In creating GM204, NVIDIA has thoroughly revised their memory subsystem rather than enhancing speed or moving towards a wider interface. Focusing upon core architectural improvements over raw power was borne out of necessity since a larger 384-bit or 512-bit interface would have taken up a significant amount of die space while GDDR5 modules operating at frequencies higher than 7Gbps aren’t available yet.
While the core’s caching and memory hierarchy has largely gone unchanged from GK110, NVIDIA’s engineers have instituted a number of features that allow GM204 to utilize its available bandwidth more efficiently. These enhancements begin with a new third generation lossless compression data algorithm as the core’s data is written out to memory. Additional bandwidth savings are achieved when secondary processing stages like the core’s Texture Units read data stored within the memory buffer since the information is compressed yet again for quick transfer.
In order to enhance output bandwidth and memory subsystem efficacy, NVIDIA is actually using multiple layers of compression. In principle this approach works well in some instances (like on anti-aliased surfaces) but basic compression methods struggle to cope with lower instances of AA and non-AA situations. This is where delta color compression mode comes into play.
First instituted in Fermi, DCC quickly calculates the difference between each pixel within a data block and its adjacent neighbor and then attempts to compress the values together into the smallest size data packet possible. The effectiveness of this method is largely determined by the algorithm’s built-in calculation possibilities which is why, in this third generation, NVIDIA has added more delta compression “choices”. This leads to less data being determined as uncompressible and sent on through the rendering pipeline in raw lossless format, hogging bandwidth.

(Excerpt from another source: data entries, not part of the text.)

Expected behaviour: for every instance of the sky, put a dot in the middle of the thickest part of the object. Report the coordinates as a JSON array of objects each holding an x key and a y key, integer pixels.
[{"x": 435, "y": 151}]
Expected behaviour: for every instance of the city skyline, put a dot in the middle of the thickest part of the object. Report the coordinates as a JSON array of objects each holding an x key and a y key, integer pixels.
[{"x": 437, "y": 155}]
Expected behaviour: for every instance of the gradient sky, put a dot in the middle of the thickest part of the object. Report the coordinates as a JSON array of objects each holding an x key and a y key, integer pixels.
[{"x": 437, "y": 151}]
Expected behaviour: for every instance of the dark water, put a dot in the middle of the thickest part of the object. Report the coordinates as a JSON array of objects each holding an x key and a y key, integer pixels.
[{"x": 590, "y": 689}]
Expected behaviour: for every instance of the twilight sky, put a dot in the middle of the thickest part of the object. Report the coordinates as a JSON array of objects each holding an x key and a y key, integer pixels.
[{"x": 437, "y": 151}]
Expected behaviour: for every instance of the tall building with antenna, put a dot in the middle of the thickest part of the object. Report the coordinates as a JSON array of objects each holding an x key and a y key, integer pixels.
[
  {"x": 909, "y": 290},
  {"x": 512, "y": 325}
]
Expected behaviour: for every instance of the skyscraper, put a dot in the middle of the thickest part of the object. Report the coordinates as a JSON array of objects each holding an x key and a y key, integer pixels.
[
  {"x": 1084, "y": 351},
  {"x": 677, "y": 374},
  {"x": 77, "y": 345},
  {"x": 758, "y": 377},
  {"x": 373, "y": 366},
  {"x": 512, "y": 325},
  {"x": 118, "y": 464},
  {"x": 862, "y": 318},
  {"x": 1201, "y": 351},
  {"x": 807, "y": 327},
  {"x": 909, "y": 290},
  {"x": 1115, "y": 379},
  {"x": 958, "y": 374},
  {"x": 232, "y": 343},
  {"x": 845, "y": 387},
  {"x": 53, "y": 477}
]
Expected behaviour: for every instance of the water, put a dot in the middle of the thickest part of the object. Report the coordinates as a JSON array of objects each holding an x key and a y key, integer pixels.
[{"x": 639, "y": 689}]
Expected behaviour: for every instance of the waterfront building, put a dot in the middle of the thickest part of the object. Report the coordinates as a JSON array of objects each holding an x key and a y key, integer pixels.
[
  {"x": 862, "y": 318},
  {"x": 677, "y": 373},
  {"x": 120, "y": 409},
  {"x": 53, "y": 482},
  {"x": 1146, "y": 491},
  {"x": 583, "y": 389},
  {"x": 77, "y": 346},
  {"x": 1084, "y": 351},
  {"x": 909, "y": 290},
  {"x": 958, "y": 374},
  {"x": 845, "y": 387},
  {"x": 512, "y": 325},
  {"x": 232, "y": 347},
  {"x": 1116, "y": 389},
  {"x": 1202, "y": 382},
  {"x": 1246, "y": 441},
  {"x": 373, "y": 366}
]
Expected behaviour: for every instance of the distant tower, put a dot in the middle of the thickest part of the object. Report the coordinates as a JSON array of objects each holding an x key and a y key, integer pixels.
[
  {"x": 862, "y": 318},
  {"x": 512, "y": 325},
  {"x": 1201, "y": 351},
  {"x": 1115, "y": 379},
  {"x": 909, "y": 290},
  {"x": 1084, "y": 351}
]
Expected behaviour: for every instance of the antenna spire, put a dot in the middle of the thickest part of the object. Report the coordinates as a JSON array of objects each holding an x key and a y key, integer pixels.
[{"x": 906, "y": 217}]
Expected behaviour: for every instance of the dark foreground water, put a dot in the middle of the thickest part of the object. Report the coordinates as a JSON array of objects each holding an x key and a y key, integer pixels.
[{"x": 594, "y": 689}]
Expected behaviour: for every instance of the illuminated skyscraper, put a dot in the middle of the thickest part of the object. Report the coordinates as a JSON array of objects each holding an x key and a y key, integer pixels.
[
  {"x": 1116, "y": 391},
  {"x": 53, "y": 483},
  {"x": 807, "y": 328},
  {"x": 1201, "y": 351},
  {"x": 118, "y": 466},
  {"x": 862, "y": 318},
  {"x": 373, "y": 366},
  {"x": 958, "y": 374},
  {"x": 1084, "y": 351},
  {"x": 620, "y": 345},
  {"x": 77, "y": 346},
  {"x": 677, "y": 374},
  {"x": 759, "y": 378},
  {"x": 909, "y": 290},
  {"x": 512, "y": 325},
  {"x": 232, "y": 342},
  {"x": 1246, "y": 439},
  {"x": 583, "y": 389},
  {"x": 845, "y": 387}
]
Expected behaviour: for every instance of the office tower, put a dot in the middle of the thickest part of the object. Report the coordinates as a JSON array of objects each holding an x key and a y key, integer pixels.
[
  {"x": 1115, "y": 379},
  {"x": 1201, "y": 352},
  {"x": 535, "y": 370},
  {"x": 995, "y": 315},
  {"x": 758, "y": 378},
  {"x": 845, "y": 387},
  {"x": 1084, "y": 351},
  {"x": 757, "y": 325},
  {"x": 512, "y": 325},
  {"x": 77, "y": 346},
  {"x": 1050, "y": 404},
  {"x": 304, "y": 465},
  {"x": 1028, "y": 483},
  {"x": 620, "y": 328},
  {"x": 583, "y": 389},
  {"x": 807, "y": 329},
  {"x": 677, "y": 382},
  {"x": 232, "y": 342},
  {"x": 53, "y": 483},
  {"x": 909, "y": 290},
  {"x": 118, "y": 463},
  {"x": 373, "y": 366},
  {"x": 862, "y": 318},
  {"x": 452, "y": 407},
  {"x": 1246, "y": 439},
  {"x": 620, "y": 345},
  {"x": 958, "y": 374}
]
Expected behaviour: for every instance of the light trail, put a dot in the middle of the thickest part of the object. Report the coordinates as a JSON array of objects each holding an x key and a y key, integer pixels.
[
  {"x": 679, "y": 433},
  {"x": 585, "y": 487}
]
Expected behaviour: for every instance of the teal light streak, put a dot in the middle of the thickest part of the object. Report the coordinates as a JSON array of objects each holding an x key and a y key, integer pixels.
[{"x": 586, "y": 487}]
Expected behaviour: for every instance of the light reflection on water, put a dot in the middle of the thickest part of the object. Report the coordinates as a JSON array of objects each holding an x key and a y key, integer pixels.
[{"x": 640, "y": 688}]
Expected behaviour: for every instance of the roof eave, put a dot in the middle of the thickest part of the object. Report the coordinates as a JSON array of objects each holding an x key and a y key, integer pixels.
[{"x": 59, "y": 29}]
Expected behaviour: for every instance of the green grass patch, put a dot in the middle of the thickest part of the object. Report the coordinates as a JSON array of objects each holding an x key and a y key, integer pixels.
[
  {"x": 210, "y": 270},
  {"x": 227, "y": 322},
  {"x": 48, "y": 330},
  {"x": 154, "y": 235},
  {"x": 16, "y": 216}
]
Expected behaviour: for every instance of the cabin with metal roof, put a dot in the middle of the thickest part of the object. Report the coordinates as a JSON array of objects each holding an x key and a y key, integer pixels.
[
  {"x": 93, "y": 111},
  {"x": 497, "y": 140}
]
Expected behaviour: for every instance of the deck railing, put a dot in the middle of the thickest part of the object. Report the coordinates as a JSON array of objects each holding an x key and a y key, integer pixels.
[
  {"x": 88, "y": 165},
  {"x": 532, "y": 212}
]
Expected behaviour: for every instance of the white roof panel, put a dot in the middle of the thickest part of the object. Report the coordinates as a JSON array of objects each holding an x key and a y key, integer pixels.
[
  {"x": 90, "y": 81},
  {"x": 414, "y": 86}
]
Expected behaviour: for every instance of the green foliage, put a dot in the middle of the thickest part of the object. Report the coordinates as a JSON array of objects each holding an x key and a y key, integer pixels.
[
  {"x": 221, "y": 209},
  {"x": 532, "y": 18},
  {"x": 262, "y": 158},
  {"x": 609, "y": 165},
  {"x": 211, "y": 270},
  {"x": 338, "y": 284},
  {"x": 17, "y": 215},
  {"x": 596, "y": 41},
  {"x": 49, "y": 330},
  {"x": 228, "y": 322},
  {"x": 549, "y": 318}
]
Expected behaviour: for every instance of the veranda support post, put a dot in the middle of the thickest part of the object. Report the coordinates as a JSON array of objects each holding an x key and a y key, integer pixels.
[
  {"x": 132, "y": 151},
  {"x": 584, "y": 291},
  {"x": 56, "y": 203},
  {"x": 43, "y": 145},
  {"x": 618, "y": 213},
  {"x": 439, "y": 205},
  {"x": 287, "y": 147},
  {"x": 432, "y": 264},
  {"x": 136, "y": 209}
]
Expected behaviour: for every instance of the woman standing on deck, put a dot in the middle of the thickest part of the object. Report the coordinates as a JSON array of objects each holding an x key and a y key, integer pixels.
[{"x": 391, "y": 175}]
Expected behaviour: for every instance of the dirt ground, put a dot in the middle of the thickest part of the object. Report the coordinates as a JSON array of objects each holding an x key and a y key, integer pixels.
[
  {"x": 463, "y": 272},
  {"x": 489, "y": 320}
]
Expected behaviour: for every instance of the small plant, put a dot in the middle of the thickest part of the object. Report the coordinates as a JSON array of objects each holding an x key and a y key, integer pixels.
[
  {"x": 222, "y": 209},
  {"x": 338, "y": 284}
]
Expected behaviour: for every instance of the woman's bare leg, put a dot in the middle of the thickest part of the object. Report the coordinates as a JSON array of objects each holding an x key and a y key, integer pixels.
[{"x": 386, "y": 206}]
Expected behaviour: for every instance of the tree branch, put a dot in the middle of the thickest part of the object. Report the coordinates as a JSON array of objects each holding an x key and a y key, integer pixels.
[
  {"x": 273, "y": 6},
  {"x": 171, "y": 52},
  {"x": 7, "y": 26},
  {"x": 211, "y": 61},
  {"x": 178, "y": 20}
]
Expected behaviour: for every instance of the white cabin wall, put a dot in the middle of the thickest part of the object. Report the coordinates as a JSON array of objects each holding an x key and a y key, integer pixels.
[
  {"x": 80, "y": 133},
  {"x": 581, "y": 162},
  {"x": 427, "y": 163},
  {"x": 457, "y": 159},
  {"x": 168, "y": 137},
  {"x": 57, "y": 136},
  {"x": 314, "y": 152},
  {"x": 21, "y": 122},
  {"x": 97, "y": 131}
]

Alongside the compression algorithm improvements, core caching and general data access has been addressed as well. As a result, the GM204 core is able to reduce the number of bytes that have to be fetched from local memory and thus reduce memory bandwidth overhead.
Practically speaking NVIDIA claims up to a 25% improvement in efficiency when compared directly against Kepler’s capabilities which gives Maxwell the equivalent of 9.6Gbps of effective bandwidth in some situations. It should be interesting to see whether this will help in higher resolution scenarios, where lower bandwidth cards tend to struggle.
Maxwell’s New Video Engine Explained
NVIDIA’s Kepler architecture had an extremely robust video engine and NVENC encoder, as evidenced by its capability to pre-process and stream high definition content to NVIDIA’s SHIELD. However, in a market that’s increasingly gravitating towards 4K resolutions alongside technologies like G-SYNC and DisplayPort’s Adaptive Sync, some revisions were in order to make sure Maxwell was natively able to support upcoming display features.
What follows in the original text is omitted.